Orbit 1 has angular momentum h and eccentricity e. The direction of motion is shown. Calculate the Δv required to rotate the orbit 90° about its latus rectum BC without changing h and e. The required direction of motion in orbit 2 is shown in Figure 6.35.

## Verified Solution

By symmetry, the required maneuver may occur at either B or C, and it involves a rigid body rotation of the ellipse, so that $v_{r}$ and $v_{⊥}$ remain unaltered. Because of the directions of motion shown, the true anomalies of B on the two orbits are

$\theta _{B_{1}}=-90^{◦}$ $\theta _{B_{2}}=+90^{◦}$

The radial coordinate of B is

$r_{B}=\frac{h^{2}}{\mu }\frac{1}{1+e\cos (\pm 90)}=\frac{h^{2}}{\mu }$

For the velocity components at B, we have

$v_{\bot _{B}})_{1}= v_{\bot _{B}})_{2}=\frac{h}{r_{B}}=\frac{\mu }{h}$

$v_{rB})_{1}=\frac{\mu }{h}e\sin (\theta _{B_{1}})=-\frac{\mu e}{h}$

$v_{rB})_{2}=\frac{\mu }{h}e\sin (\theta _{B_{2}})=\frac{\mu e}{h}$

Substituting these into Equation 6.19, yields

$\Delta v=\sqrt{(v_{r_{2}}-v_{r_{1}})^{2}+v^{2}_{\bot _{1}} +v^{2}_{\bot _{2}} -2v_{\bot _{1}}v_{\bot _{2}}\cos δ}$   (6.19)

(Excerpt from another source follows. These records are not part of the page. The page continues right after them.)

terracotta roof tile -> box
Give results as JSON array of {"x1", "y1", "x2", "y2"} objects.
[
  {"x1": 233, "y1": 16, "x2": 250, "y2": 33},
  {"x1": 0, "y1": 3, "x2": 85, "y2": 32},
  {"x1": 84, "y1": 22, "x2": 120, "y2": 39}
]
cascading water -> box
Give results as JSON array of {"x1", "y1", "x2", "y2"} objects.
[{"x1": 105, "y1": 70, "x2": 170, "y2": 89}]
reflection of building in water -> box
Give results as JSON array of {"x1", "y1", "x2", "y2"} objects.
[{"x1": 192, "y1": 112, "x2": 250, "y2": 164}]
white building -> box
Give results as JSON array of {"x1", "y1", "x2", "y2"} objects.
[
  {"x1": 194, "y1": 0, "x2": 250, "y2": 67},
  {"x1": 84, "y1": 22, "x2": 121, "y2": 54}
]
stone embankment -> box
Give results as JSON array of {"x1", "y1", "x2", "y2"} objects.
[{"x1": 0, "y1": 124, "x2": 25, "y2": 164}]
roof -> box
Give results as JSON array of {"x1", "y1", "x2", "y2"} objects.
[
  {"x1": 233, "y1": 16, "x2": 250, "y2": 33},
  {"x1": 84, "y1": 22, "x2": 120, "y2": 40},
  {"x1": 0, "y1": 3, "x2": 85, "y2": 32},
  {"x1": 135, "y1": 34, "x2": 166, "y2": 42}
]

$\Delta v_{B}=\sqrt{[v_{r_{B}})_{2} – v_{r_{B}})_{1}]^{2}+v_{\bot_{B}})^{2}_{1}+v_{\bot_{B}})^{2}_{2}-2v_{\bot_{B}})_{1}v_{\bot _{B}})_{2}\cos 90^{◦} }$
$=\sqrt{ [\frac{\mu e}{h}-(-\frac{\mu e}{h}) ]^{2}+(\frac{\mu }{h} ) ^{2}+(\frac{\mu }{h} ) ^{2}-2(\frac{\mu }{h} )(\frac{\mu }{h} )· 0}$

$=\sqrt{4\frac{\mu ^{2}}{h^{2}}e^{2}+2\frac{\mu^{2} }{h^{2}} }$

so that

$\Delta v_{B}=\frac{\sqrt{2}\mu}{h}\sqrt{1+2e^{2}}$           (a)

If the motion on ellipse 2 were opposite to that shown in Figure 6.35, then the radial velocity components at B (and C) would be in the same rather than in the opposite direction on both ellipses, so that instead of (a) we would find a smaller velocity increment,

$\Delta v_{B}=\frac{\sqrt{2}\mu}{h}$